While markets tend to be a bit more optimistic heading into a holiday weekend, it seems like that’s not going to be the case for this week. Stocks were in free fall on Monday as concerns about the new Omicron variant continued to fester in investors’ minds. However, the worst-performing sector, by far, was the oil and gas industry. Monday saw one of the biggest oil price crashes since 2020, with prices plummeting on lockdown fears.

Prices for Brent crude tumbled as much as 5.8% over the course of the day. At the moment, Brent crude is trading for around $71,5 per barrel, while West Texas Intermediate (WTI) futures settled down to $68.3 by the end of Monday.

Analysts are already saying that this is a reflexive reaction to the continued spread of new Omicron cases. In particular, investors are paranoid that further lockdowns might be on the way from governments, something that would spell disaster for oil demand. We’ve already seen Israel and Ireland announce lockdowns, with others likely soon to follow. The U.K. recently said that it wouldn’t rule out lockdowns before Christmas.

Additionally, U.S. officials are once again urging Americans to get vaccinated. Supposedly as much as 72% of new Covid cases in America are due to the Omicron variant.

This is a knee-jerk reaction to the proliferation of the virus and the fear that lockdowns can rapidly spread,” said Lipow Oil analyst Andrew Lipow on Monday.

At the same time, traders reacted to a few other developments regarding the energy sector.
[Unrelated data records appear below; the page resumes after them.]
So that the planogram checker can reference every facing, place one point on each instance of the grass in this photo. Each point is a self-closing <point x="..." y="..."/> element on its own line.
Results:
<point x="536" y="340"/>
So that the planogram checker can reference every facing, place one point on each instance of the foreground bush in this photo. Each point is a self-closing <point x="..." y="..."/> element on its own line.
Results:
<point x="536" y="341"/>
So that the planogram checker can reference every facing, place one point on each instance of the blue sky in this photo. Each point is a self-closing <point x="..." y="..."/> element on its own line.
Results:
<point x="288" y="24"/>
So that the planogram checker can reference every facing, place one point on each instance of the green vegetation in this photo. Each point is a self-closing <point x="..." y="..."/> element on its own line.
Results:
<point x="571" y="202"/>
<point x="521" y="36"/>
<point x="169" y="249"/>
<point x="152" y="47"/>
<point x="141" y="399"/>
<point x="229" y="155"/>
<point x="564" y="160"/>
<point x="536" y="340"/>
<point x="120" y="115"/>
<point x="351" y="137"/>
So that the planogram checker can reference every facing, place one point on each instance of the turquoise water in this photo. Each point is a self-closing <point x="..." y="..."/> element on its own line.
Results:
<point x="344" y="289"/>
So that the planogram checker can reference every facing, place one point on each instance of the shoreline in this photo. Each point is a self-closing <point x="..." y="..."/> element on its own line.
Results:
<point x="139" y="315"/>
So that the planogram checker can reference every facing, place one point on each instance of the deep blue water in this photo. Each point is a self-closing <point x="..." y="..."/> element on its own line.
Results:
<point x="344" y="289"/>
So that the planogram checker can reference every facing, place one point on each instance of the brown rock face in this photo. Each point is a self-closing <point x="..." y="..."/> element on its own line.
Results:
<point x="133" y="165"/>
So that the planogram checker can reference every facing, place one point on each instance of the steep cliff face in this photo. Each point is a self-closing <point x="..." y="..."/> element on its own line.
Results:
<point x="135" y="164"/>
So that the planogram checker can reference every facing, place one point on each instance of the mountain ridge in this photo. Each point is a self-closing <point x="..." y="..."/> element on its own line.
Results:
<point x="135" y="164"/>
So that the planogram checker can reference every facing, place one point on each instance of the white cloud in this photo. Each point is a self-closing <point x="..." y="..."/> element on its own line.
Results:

In Libya, oil output has been stalled as militant groups forced shutdowns in the country’s two top oil fields. Much of these tensions have to do with the scheduled Libyan Presidential elections, which are expected to take place later this month. In total, over 300,000 barrels per day of exports have been halted because of this.

Additionally, Russia also plans to lower oil exports for Q1 2022, despite OPEC’s original plans to raise oil output. The country now expects to export two million tons of oil less than it did in the previous quarter. While that’s not a massive difference, it still goes to show that some countries are worried about the potential of oil prices collapsing.
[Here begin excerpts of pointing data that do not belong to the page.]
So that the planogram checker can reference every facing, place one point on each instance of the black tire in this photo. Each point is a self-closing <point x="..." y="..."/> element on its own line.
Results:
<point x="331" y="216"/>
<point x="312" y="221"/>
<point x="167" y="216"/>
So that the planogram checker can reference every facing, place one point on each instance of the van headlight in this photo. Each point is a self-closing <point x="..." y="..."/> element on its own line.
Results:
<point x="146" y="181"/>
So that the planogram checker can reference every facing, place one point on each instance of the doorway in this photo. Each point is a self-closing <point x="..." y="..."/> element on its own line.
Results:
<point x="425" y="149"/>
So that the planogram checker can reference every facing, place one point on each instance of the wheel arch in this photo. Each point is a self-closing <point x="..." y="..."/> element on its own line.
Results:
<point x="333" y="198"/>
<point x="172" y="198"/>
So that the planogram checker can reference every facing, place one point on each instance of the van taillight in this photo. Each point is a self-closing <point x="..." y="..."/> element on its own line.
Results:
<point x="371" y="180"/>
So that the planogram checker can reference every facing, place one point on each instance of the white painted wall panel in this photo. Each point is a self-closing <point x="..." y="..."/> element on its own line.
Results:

Both of these announcements would normally have a bullish effect on prices, as lowering supply so often does. However, the prospect of worldwide lockdowns and travel restrictions would lead to demand for oil collapsing, as it did last year when prices went into the negative for the first time in history.

Current oil demand is sitting at around 99 million barrels per day, according to the International Energy Agency (IEA). That’s around two million barrels less than its pre-pandemic level. Just a couple of months ago, energy analysts were predicting prices would return to over $100 per barrel. Now that no longer seems the case.

Shares of most oil companies were in the red yesterday following the massive selloff seen in crude. Some of the largest energy companies and oil producers, like Occidental Petroleum (NYSE: OXY) and Diamondback Energy (NASDAQ: FANG), were both down around 3.3%.